During a biofeedback session, a patient is connected to sensors that measure bodily function. The person then learns to control those functions through bodily changes, like relaxing certain muscles. Different types of feedback help people learn to control different types of body functions.
One type of biofeedback for migraines is a technique where people learn to control, and then raise, the temperature of the hand. Sensors placed on the hand that measure the temperature can help people learn this technique. There is some anecdotal evidence that this can help alleviate migraines. Double blind clinical trials, the most reliable type of clinical trials, have yet to show any evidence that this is an effective technique though.
Electromyography biofeedback is another biofeedback technique where sensors placed on the body give feedback about muscle tension in the body.
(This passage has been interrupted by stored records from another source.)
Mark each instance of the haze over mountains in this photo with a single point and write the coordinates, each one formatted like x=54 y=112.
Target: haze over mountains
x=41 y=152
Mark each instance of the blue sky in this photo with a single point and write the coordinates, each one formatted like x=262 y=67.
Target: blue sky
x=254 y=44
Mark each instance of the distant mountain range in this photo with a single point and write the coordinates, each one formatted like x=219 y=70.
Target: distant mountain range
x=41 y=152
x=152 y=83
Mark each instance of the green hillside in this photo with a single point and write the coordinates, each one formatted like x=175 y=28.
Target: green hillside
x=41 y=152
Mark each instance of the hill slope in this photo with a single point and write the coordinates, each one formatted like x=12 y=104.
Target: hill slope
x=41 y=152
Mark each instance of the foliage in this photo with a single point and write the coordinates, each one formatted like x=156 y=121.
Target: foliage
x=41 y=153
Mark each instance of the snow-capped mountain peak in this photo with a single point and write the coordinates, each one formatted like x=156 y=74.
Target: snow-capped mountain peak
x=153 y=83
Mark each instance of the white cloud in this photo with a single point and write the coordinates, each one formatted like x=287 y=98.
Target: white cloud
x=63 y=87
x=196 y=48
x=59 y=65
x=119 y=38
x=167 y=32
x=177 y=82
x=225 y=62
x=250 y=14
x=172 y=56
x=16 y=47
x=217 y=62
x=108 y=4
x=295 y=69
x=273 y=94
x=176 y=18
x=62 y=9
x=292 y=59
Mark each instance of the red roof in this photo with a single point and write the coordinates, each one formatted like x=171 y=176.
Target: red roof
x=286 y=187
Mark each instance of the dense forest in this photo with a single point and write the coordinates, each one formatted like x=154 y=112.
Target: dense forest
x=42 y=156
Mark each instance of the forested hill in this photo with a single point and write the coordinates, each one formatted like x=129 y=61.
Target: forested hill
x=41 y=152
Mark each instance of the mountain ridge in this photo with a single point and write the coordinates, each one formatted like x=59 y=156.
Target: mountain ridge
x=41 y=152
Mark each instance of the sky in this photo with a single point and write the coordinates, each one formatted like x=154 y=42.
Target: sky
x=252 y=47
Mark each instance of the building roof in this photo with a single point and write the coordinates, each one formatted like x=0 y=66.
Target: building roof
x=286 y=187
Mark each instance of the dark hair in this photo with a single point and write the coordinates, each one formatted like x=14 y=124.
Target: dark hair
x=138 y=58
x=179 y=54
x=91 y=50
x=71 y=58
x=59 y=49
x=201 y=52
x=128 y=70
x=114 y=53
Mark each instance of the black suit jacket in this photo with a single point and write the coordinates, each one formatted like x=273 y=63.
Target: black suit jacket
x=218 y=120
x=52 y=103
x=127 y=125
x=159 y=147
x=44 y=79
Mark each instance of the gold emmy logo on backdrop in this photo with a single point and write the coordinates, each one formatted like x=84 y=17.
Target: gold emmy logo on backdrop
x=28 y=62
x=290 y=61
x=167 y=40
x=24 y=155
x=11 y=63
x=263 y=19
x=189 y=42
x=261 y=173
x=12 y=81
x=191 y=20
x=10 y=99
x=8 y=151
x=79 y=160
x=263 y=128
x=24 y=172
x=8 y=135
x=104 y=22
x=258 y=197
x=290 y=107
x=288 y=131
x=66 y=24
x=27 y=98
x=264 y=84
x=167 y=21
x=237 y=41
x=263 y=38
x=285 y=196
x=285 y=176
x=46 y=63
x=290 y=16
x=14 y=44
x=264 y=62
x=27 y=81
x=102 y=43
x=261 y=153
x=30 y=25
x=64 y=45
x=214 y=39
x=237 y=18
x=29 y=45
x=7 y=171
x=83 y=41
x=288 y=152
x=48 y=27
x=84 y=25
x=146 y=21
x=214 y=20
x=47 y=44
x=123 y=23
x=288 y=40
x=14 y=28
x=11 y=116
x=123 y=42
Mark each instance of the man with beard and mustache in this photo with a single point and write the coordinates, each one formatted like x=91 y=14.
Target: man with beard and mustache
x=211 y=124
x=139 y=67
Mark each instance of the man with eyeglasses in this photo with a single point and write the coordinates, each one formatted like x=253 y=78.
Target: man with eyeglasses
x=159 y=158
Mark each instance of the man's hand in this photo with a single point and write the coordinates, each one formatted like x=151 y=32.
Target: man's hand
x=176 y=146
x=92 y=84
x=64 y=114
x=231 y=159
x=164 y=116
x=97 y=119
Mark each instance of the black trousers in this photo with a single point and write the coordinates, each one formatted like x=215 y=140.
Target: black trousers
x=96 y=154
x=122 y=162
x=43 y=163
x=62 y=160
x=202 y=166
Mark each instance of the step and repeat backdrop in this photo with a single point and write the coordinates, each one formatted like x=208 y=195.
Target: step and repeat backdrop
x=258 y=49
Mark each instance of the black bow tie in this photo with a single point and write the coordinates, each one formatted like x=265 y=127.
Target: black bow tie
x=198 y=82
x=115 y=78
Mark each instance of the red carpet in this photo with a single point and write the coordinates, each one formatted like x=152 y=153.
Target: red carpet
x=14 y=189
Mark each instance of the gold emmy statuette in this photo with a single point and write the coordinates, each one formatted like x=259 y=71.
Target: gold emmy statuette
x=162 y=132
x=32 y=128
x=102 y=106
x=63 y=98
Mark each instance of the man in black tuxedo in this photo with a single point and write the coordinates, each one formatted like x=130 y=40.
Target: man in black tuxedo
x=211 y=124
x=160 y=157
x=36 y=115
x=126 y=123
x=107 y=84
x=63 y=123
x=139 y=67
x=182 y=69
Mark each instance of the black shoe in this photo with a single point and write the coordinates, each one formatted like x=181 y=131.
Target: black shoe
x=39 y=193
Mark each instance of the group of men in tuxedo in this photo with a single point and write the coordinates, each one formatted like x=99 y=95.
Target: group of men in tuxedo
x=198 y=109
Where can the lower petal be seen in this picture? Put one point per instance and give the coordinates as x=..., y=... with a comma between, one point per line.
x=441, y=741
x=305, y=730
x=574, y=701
This can help people learn to relax their muscles at will. Although this technique seems promising for relieving tension headaches, there is no evidence it is an effective type of biofeedback for migraines.
Biofeedback is often used as a relaxation technique, and can be a good way to relieve anxiety or stress. It can also help in the treatment of pain, asthma, and a number of other conditions. More research needs to be done, however, on biofeedback for migraines.
Many people find biofeedback a useful complementary treatment, meaning it is used to supplement and augment medical treatments. Biofeedback is non-invasive and generally safe, although it is best to consult a physician before beginning this type of treatment. It can be used to help people who do not tolerate medications well or pregnant women, who cannot take certain medications.
The downside to biofeedback is the cost and time invested in learning the techniques. Unlike relaxation techniques like yoga, which can be done at home or in a group, biofeedback requires many sessions with a qualified specialist. Finding a qualified biofeedback specialist can be another difficult task.
Some people have found biofeedback for migraines to be helpful; however, controlled clinical trials are necessary to measure how effective it is. The clinical trials that have been done do not show any decrease in migraine symptoms due to biofeedback techniques. There is no hard evidence that biofeedback is an effective migraine treatment.